OPINION: The revealing thought process of the academics backing Palestine Action
This is not an example of cause-agnostic support for free expression or political protest. This is a case of the ends being seen to justify the means.
There is a growing campaign against the proscription of Palestine Action, the group that used organised criminality to pursue its anti-Israel politics until they were banned as a terrorist group by the Home Secretary last month.
The latest statement in their support is a letter to the Guardian (where else?) by a predictable list of academics and veteran activists. It includes this revealing sentence:
“We fully share the aim of ending the flow of weapons from Britain to Israel and the belief that all participants in the pro-Palestine movement should be free to make our own decisions about how best to achieve that goal.”
This kind of thinking, with no qualifications or restrictions, could justify Elias Rodriguez shooting dead Sarah Milgim and Yaron Lischinsky outside the Jewish Museum in Washington D.C. in May. Rodriguez was a participant in the pro-Palestinian movement, and he made his own decision that shooting dead two people leaving a Jewish community event was the best way to achieve his goal. He even shouted “Free Palestine” when he did it. And he isn’t the only example.
I hope the signatories of the Guardian letter would agree that this was terrorism, but who knows? That sentence could be read as justifying the use of violence to achieve a political goal, which serves as a decent shorthand definition of terrorism anyway. Rodriguez has been glorified and his political manifesto shared by plenty of people and organisations in the pro-Palestinian movement, including Unity of Fields, an American group that used to be Palestine Action U.S., so it isn’t too far-fetched to think there will be similar attacks in future.
The Guardian letter also claims that proscribing Palestine Action “represents an attack both on the entire pro-Palestine movement and on fundamental freedoms of expression, association, assembly and protest.” This is nonsense. Palestine Action’s entire approach was to use criminal methods to achieve a political goal. Their activists set out to smash up buildings and cover them in paint. If they gained entry, they smashed up the offices and equipment as well. This criminal modus operandi was not an add-on, or an occasional by-product: it was the whole point. It shouldn’t need saying, but there is no automatic freedom to break the law.
It is perfectly possible to protest against Israel and campaign for Palestine without using criminal methods. Violence is a choice. Palestine Action advised their activists take a sledgehammer with them when they went out to do a Palestine Action activity – and you don’t need a sledgehammer for peaceful protest.

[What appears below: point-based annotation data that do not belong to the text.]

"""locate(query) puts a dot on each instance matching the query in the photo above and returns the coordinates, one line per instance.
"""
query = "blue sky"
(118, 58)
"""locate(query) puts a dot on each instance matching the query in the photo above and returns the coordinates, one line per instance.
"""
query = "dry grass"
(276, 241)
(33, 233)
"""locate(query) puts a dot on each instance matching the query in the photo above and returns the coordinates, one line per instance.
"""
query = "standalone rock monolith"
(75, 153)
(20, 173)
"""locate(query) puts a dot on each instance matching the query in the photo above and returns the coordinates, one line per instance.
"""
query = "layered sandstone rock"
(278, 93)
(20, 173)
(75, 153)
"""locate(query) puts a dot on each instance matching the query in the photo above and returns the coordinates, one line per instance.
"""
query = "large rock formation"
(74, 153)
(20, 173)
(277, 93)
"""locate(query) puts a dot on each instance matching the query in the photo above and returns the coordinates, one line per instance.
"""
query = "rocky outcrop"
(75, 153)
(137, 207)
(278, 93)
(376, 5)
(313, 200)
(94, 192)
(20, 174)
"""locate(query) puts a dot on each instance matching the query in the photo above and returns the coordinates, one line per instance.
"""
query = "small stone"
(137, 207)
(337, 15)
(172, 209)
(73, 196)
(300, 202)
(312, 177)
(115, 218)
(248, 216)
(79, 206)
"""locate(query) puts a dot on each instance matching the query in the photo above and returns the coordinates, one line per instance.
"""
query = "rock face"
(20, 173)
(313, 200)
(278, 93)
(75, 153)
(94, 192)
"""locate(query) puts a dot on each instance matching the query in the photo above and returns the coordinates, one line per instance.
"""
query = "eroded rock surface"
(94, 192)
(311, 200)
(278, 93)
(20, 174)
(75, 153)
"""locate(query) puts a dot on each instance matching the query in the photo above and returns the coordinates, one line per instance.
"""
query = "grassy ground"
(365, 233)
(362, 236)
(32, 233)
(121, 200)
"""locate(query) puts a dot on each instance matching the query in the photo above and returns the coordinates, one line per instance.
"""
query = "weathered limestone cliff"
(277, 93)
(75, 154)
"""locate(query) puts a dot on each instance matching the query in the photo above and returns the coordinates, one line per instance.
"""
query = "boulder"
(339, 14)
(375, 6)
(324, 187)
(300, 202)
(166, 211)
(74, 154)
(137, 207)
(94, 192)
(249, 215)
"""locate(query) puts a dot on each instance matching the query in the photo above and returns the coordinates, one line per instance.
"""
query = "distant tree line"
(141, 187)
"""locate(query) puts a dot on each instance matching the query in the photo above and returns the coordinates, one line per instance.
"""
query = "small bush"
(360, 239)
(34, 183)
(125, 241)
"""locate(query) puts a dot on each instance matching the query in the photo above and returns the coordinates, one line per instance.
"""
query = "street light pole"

Cutting through the high-blown political rhetoric, it is hard to avoid the view that the signatories of that Guardian letter support Palestine Action because they believe the Palestinian cause is just, and therefore the suffering in Gaza justifies any response. The same goes for the people getting themselves arrested in Palestine Action’s name every weekend. But this is not an example of cause-agnostic support for free expression or political protest. If a far right group used Palestine Action’s tactics to attack immigration centres, asylum hotels and the offices of law firms who work on immigration cases, using organised criminal damage and intimidation to try to bring about an end to immigration, similar support would not be forthcoming from the people now supporting Palestine Action. This is a case of the ends being seen to justify the means: which is, ironically, the logic that terrorists have used for decades.
These letter-writers reveal more than they intend. If proscription really is an attack on the entire pro-Palestine movement, then that would imply the entire movement supports the use of political violence and criminality to achieve its goals. And who knows, maybe they are right about that – who am I to argue? – in which case, proscription of the most violent element of that movement seems more, not less, justified as a result.